The Celestine Prophecy by James Redfield is the worst-written (great content!) self-help book I’ve ever read.
I apologize to all those who love this book — especially Redfield, though I know he’s heard it before — but the writing of the original self-published book was almost brutal at times. Don’t get me wrong… I could NOT put it down! The concepts (or in this case “The Nine Key Insights” that turned into twelve) were life-changing. (All info on the books in the series, author and insights Found Here).
I remember seeing the book in Target. This would have been back in 1993-94. I’d heard about it, so picked it up. I scanned it and the first insight (A Critical Mass – see insight link above) was so interesting, it hooked me.
Later in the week, I was home sick and finished the book while in bed. I remember feeling… captivated. The writing felt conversational… almost to the extreme. It was too simple, almost (I hate to say) juvenile. I believe (and don’t quote me) that it was rewritten later, updated with a bit of spit and polish.

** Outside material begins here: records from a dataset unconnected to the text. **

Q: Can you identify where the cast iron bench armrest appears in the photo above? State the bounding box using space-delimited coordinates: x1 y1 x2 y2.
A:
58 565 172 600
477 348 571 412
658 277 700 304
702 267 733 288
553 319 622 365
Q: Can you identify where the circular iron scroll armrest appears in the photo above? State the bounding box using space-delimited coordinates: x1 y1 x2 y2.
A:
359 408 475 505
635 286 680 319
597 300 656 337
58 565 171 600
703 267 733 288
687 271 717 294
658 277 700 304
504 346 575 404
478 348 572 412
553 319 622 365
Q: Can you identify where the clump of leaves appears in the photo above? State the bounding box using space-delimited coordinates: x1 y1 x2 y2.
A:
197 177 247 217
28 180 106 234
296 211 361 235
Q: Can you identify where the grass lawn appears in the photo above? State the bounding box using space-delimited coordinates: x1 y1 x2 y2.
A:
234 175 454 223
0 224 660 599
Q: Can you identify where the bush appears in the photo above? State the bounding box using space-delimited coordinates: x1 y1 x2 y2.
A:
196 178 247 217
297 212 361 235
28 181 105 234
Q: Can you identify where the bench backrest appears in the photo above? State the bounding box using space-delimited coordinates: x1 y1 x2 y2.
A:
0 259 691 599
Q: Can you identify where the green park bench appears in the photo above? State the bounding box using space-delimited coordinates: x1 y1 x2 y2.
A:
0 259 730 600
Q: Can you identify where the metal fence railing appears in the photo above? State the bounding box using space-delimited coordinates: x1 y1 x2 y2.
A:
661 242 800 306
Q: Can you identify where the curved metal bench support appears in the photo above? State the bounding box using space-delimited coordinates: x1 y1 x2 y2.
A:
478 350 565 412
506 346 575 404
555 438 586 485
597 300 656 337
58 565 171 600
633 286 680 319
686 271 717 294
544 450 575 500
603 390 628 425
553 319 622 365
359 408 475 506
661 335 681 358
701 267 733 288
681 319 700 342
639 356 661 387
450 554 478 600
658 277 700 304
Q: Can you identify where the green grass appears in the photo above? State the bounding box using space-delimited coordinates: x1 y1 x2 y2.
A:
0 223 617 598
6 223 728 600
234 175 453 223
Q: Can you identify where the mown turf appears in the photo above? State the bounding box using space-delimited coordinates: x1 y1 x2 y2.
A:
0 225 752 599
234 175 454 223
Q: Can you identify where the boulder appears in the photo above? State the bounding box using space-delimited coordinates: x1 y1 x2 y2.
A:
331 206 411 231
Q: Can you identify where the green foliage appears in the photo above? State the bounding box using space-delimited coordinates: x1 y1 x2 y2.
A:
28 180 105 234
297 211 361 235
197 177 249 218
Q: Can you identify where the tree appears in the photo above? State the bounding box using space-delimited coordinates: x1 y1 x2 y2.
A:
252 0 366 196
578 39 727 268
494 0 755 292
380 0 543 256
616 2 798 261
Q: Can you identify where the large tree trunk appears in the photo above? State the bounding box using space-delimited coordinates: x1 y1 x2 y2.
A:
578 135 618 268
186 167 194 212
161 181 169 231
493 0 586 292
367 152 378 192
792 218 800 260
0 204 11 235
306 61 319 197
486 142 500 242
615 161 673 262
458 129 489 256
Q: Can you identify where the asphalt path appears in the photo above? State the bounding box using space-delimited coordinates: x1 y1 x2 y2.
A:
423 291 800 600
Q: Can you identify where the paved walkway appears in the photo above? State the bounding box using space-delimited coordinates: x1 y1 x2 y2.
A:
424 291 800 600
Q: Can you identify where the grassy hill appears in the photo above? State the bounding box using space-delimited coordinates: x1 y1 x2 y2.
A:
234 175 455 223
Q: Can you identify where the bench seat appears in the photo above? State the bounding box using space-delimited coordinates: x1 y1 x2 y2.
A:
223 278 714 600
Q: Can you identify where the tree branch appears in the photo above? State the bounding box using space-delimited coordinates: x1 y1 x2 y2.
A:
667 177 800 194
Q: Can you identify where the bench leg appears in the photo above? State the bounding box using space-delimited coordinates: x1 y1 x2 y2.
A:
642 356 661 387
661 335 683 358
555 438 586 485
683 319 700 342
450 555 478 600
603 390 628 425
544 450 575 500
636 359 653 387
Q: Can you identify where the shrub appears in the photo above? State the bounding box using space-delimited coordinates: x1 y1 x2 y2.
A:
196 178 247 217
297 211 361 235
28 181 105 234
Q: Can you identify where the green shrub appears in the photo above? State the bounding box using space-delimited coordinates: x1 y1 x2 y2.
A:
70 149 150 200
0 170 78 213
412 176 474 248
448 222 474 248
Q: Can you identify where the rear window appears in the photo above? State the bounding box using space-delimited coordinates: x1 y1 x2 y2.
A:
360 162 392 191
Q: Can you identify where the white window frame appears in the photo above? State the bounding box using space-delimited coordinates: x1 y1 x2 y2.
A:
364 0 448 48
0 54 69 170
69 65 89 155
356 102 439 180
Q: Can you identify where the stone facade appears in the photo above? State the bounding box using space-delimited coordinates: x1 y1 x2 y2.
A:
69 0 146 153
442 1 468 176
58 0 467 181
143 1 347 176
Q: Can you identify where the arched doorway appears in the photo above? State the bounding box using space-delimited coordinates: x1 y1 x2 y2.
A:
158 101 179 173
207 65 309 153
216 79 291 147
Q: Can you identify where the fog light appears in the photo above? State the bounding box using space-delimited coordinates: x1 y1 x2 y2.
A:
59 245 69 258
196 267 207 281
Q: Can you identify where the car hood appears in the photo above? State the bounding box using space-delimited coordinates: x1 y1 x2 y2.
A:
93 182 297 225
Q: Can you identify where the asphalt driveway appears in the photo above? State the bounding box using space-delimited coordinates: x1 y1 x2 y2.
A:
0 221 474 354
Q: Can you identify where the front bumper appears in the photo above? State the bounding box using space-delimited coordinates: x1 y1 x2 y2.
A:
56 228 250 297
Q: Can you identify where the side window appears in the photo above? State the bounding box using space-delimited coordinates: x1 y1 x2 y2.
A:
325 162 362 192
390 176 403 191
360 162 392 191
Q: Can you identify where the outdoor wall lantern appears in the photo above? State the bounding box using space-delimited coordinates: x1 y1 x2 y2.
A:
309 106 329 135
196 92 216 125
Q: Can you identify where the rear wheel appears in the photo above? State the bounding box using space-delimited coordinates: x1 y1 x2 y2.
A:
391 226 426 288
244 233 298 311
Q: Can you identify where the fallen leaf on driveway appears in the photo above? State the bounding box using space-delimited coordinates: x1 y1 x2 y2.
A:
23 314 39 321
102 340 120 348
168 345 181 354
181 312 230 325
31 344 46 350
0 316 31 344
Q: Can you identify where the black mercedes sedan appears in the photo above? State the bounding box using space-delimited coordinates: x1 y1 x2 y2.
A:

I know for the fact that the second book (The Tenth Insight) and beyond were much better written. However, none of the books that followed held the same interest as the first… at least in my opinion. Maybe that’s because they were so polished. There was a wonder to the first book that tapped into a simple space… one that accepted and believed what was being read.
Understand, this book is a novel. Redfield tells you that in the Author’s Note at the beginning. Or does he? He says it’s a story… but… it reads like a self-help book. And the insights themselves are anything-but juvenile. They are sophisticated and engaging… and feel… well, it’s already been said: true. That’s what got me most. It felt utterly genuine.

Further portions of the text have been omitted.